Je pense qu'il y a un niveau de maturité dans les schémas d'agrégation. L'agrégation de base qui peut être limitée à des financements à court terme suscitera plus d'intérêts. Avant, agrégateur et agrégé ne travaillaient pas ensemble. Aujourd'hui, il y a un nouvel environnement. Le temps que la confiance s'installe entre les agrégateurs et les agrégés, les financements à long terme suivront, progressivement.
Quel est votre business plan pour les années à venir ?
A l'horizon 2015, un budget de 5 milliards de DH est prévu, visant 100.000 agriculteurs, à travers un réseau de 150 agences. Aujourd'hui, nous en avons 6 qui sont déjà opérationnelles (Taounate, Sefrou, Sidi Kacem, Ksar Lakbir, Fkih Bensaleh et Ifrane). Nous avons déjà accordé nos premiers crédits en adossement au programme MCA, en particulier dans la région Tanger-Tétouan et la région Tadla Azilal.
Les agriculteurs se plaignent souvent de la longueur des procédures pour le déblocage des crédits (jusqu'à six mois dans certains cas !). Que proposez-vous à vos clients ?
Nous avons simplifié au maximum nos procédures.
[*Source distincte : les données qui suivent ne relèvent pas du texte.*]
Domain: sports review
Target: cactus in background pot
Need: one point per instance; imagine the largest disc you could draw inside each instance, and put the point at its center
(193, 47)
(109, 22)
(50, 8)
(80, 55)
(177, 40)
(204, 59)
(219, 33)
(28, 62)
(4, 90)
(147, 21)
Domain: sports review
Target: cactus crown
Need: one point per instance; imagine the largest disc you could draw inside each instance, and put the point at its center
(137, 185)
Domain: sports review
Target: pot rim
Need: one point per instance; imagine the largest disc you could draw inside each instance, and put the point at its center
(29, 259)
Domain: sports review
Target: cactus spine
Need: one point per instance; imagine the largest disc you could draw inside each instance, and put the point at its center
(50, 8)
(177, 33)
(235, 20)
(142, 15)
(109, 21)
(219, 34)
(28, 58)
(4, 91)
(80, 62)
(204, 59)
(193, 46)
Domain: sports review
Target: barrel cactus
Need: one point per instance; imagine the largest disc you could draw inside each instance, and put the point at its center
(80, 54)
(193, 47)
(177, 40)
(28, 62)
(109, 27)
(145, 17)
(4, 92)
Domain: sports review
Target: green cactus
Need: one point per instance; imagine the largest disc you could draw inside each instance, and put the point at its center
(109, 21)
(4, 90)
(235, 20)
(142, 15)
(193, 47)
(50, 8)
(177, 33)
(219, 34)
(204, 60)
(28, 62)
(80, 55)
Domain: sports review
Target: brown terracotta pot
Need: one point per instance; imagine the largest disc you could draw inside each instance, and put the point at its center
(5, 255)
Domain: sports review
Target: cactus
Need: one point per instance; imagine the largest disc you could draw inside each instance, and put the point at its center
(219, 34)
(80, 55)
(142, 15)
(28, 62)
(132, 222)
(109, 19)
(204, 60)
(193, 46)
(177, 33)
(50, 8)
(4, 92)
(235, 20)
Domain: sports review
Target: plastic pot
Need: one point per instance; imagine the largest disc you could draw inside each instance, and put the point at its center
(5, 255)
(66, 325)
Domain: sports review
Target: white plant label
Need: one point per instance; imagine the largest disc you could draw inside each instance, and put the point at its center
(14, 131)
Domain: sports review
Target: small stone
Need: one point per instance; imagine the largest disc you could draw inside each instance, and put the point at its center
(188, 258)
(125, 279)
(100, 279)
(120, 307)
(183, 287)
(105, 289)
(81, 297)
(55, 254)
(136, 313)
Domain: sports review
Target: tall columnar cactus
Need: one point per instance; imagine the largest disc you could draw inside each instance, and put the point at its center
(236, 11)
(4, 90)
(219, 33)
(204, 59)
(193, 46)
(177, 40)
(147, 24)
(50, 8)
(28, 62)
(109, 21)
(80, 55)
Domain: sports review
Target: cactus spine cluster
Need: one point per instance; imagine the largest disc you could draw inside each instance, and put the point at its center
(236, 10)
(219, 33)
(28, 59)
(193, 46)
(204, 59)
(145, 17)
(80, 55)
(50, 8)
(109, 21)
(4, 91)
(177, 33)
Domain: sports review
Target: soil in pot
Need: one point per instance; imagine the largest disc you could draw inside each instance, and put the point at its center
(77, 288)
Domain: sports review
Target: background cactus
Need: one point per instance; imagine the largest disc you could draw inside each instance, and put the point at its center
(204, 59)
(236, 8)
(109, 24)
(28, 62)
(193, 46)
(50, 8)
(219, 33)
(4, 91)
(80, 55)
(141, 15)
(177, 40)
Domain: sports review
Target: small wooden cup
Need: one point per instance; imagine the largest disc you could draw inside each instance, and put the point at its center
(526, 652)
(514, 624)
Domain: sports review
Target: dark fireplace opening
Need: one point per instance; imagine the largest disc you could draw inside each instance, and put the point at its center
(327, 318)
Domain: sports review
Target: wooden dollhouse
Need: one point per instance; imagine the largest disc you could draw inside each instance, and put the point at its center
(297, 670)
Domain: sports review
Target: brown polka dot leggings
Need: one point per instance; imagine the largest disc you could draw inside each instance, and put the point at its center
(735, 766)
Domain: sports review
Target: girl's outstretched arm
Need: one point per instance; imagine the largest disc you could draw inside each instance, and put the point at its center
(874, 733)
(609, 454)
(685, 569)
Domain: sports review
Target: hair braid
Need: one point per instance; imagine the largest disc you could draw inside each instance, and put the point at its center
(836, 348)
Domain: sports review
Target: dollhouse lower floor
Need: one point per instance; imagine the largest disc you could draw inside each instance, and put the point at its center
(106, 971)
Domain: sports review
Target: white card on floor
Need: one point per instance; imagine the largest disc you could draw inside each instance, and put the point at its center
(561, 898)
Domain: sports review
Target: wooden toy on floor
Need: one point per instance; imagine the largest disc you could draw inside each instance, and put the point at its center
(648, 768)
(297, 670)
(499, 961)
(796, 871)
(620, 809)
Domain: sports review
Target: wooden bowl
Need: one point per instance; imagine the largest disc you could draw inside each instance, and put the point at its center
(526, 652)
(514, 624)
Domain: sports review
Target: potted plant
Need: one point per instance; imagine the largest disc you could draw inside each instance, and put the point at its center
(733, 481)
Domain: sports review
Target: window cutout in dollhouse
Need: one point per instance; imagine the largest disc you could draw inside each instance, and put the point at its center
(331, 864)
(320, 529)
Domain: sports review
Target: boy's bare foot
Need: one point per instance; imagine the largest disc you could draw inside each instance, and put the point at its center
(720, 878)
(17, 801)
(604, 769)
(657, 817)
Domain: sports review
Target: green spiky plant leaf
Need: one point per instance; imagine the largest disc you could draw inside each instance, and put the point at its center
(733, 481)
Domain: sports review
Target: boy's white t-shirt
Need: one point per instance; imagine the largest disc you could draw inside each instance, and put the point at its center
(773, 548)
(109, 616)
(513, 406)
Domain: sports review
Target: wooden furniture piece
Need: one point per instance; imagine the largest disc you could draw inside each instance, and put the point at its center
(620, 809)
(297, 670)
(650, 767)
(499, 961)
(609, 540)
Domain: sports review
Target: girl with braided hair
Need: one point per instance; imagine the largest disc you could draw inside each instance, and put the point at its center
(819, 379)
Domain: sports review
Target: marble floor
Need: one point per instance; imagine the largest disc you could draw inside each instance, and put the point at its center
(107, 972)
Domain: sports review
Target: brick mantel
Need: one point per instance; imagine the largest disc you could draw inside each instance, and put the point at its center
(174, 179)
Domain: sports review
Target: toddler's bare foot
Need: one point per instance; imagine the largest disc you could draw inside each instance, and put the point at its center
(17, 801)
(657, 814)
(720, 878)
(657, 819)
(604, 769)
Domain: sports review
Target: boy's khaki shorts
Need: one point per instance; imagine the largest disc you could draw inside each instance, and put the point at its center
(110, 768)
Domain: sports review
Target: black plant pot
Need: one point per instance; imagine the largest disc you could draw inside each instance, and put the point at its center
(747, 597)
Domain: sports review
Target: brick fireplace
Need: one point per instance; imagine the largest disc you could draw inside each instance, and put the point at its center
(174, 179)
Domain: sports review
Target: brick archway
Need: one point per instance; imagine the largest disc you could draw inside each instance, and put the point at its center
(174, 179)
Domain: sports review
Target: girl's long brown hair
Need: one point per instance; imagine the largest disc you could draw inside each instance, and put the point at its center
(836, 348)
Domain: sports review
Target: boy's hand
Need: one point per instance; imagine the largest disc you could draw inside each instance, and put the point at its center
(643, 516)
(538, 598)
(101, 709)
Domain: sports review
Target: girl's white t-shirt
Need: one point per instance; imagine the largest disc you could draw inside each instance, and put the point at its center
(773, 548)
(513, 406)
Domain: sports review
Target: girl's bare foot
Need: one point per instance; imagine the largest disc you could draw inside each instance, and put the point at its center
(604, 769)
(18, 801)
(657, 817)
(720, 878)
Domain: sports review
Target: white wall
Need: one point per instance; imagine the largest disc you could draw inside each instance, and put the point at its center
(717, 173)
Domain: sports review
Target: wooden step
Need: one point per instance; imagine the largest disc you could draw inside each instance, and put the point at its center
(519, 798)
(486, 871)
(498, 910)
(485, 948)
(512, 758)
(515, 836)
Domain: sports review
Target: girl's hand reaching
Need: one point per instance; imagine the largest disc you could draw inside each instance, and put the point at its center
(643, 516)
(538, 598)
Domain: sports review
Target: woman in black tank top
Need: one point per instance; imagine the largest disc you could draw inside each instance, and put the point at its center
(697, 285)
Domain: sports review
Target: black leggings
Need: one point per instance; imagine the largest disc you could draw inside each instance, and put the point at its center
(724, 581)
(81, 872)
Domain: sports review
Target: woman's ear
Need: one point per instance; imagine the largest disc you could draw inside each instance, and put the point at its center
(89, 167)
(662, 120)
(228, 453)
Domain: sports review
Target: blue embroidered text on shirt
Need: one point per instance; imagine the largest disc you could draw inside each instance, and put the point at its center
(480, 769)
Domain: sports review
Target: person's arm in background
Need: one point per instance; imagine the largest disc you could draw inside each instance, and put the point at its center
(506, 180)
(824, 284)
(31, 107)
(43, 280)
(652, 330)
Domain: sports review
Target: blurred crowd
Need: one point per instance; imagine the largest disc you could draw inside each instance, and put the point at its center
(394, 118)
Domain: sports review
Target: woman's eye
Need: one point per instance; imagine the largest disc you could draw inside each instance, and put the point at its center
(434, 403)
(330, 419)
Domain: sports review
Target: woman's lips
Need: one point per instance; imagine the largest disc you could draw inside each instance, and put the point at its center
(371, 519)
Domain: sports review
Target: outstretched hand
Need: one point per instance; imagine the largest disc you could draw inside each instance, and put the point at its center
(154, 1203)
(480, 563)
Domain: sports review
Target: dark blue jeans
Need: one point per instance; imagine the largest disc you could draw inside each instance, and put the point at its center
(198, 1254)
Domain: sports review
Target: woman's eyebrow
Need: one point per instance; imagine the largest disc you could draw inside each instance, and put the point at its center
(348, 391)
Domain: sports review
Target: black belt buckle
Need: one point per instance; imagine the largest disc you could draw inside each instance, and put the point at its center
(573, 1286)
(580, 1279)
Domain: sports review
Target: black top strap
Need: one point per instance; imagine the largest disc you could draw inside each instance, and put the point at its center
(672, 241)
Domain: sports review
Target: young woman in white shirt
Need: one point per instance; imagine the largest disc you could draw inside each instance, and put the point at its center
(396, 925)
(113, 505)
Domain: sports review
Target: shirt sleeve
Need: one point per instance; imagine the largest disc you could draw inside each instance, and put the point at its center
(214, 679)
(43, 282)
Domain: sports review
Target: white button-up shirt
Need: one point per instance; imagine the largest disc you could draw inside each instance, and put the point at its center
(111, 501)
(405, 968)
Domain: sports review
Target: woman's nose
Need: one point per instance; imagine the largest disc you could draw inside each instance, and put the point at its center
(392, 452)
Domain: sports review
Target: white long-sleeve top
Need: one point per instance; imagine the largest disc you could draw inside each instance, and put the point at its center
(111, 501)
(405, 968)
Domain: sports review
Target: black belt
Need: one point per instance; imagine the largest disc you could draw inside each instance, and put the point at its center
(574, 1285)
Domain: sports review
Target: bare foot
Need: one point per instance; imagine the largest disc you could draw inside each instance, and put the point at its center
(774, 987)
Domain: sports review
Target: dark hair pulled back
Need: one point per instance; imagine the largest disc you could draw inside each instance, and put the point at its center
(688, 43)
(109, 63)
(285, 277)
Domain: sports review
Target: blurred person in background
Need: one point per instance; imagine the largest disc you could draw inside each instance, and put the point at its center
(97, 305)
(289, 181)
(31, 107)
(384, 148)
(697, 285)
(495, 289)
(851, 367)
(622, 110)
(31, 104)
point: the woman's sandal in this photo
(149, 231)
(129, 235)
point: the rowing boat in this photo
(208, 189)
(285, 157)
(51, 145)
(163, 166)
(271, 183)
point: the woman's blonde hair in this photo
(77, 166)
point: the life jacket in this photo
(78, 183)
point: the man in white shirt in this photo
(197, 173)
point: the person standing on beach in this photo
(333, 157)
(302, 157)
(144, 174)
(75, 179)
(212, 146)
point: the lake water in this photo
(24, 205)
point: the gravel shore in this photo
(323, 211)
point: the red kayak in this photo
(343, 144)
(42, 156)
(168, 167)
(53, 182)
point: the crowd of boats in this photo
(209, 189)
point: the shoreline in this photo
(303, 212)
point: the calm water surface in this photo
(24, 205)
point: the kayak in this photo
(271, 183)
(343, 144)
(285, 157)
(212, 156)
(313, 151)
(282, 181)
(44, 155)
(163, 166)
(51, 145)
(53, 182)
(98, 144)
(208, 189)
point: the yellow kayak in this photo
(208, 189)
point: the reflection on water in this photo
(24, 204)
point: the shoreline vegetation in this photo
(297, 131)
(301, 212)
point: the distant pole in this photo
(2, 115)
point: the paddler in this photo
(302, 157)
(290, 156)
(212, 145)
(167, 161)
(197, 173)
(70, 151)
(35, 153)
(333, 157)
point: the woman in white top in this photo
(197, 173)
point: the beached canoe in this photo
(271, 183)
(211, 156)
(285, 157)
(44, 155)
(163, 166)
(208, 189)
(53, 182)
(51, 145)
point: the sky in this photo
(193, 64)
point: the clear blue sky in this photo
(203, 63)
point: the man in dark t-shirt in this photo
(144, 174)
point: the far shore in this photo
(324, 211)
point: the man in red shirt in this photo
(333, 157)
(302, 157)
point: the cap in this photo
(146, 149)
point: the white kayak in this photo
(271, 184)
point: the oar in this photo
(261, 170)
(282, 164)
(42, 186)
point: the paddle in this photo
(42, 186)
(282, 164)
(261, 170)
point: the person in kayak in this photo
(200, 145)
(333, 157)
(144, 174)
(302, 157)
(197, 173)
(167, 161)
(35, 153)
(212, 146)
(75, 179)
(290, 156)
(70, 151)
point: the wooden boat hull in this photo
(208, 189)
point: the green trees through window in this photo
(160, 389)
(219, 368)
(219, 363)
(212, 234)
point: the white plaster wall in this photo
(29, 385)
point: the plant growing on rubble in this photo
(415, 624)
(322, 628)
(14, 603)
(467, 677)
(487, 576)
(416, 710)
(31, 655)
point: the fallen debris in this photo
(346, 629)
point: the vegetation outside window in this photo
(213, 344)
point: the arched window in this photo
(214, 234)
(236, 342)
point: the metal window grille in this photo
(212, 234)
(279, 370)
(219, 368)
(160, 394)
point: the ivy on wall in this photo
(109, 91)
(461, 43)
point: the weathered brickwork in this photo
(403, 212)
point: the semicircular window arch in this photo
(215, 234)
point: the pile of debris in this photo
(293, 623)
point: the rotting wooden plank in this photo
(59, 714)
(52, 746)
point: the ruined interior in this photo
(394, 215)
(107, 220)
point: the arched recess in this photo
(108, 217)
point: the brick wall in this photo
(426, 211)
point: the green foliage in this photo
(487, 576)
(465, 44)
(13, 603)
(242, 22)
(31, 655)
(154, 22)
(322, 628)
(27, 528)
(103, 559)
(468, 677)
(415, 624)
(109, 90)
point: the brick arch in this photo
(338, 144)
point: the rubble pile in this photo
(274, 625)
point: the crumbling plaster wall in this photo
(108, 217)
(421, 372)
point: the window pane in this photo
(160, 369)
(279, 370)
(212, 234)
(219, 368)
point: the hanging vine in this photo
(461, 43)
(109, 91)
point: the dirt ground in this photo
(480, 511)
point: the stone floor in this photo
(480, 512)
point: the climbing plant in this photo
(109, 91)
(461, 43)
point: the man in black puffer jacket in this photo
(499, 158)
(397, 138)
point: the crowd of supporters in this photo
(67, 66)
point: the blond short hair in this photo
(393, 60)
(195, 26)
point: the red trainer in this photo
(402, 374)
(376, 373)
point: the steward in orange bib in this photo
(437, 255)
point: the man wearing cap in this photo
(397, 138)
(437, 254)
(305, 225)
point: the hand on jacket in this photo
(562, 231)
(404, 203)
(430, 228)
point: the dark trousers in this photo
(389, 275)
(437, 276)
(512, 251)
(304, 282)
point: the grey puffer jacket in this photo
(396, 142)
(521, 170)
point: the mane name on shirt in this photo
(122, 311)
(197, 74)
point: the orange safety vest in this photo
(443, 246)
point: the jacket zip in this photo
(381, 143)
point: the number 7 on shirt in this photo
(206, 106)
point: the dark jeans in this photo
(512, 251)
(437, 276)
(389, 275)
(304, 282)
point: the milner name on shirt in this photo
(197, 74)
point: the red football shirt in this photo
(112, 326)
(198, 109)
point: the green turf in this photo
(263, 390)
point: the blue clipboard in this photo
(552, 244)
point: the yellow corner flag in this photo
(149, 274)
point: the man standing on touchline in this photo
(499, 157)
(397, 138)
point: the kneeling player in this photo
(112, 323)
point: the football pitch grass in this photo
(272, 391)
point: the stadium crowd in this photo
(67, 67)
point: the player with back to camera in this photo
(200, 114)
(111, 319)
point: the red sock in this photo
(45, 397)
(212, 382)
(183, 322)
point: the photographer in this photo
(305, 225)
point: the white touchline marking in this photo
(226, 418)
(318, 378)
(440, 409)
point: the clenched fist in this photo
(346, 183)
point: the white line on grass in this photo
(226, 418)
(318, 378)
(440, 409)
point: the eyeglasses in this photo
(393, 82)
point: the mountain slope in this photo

Il faudra ainsi que l'exploitation agricole soit couverte par le plan Maroc Vert (des listes fournies par le ministère de l'Agriculture). Après, le client doit juste fournir une pièce d'identité et une autre attestant son statut d'agriculteur, sans oublier le statut du foncier. Nous a avons développé un système d'information des plus performants. L'élément humain n'intervient presque pas dans le traitement des dossiers. Le crédit peut être débloqué dans la journée.
Combien de projets ciblez-vous en 2010 ?
Nous avons dans le pipe une centaine de projets, qui relèvent des Piliers I et II. TEF ne peut pas financer des projets en dehors de ceux du plan Maroc Vert, aussi bien les projets du Pilier I que du Pilier II (au niveau des agrégés qui ont des difficultés de financement).